Watching Judd Apatow’s “Trainwreck,” I had the same feeling I had at Paul Feig’s “Bridesmaids” five years ago (or Martin Brest’s “Beverly Hills Cop” 30 years ago): revelation.


Here is the best face of American movie comedy at this moment in time. Amy Schumer – this year’s Kristen Wiig – stars as Amy, a Manhattan men’s magazine writer with addictions to alcohol, weed, and meaningless sex. Schumer owes much of her comic style to the stand-up comedienne Wendy Liebman (worth checking out on YouTube), who delivers an eminently reasonable line, pauses, then mutters under her breath an unexpected follow-up: “I would never do that…[beat]…again. I wouldn’t…” The style – which I like – translates surprisingly well to film, keeping us engaged lest we miss a dropped shoe. It also serves the character well, assuring us this emotionally stunted woman has the smarts she’ll need to get on (and that we’ll need to root for her).

What distinguishes these terrific recent comedies (which also include this year’s “Spy”) is not just the female sensibility of Schumer and Wiig and Melissa McCarthy. (“Hot Pursuit” showed us earlier this year that a brain-dead road comedy isn’t one whit better for having female leads.) Rather, it’s the richness of the script, the number of well-drawn and funny supporting characters. No matter how strong the lead, a one-person show eventually wears thin. Scrolling down the long cast list of “Trainwreck,” I shook my head delightedly at name after name, remembering the scenes, lines, facial expressions they contributed. That’s what it takes to build the waves of laughter you hear pouring out of the theater. 
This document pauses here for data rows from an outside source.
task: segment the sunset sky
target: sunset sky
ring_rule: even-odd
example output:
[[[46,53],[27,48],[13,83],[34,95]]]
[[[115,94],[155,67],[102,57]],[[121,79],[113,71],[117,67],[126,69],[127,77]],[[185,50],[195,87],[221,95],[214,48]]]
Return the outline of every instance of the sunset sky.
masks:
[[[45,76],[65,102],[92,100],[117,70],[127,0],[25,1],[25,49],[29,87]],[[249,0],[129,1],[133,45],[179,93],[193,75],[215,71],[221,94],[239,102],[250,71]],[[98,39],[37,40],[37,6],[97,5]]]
Bill Hader plays Dr. Aaron Conners, a sports physician with a long list of celebrity clients and the subject of Amy’s new article. (Her editor – a brusque, jaded Zanna Roberts Rassi type brought to hilarious life by an unrecognizable Tilda Swinton – assigns Amy the profile precisely because she knows nothing about sports.) Hader doesn’t get to flex the acting muscles he showed as Wiig’s suicidal gay brother in last year’s “The Skeleton Twins,” but he does something more helpful to his career: appeals as a romcom co-star. He’s not “dreamboaty,” as Rebecca Keegan suggested in the L.A. Times. No, he’s adorkable in that gangly white-guy way - like John Isner.

Amy’s serial monogamy and string of one-night stands (which give rise to much of the R-rated film’s deliciously raunchy humor) leave her ill-placed to recognize what a catch Aaron can be for her. It takes a major life event and the help of several athletic legends – and perhaps 15 or 20 minutes too much runtime - to bring them together in the end. But then I think about Colin Quinn, and Brie Larson, and Mike Birbiglia, and John Cena, and Randall Park, and Daniel Radcliffe and Marisa Tomei, and Vanessa Bayer, and Dave Attell (as the homeless guy outside Amy’s building; when she brings him a box of liquor and prescription pills, he exults, “Wow, booze, drugs and a place to live!”), and a thoroughly creditable LeBron James. And Mae West, who said “Too much of a good thing can be wonderful.”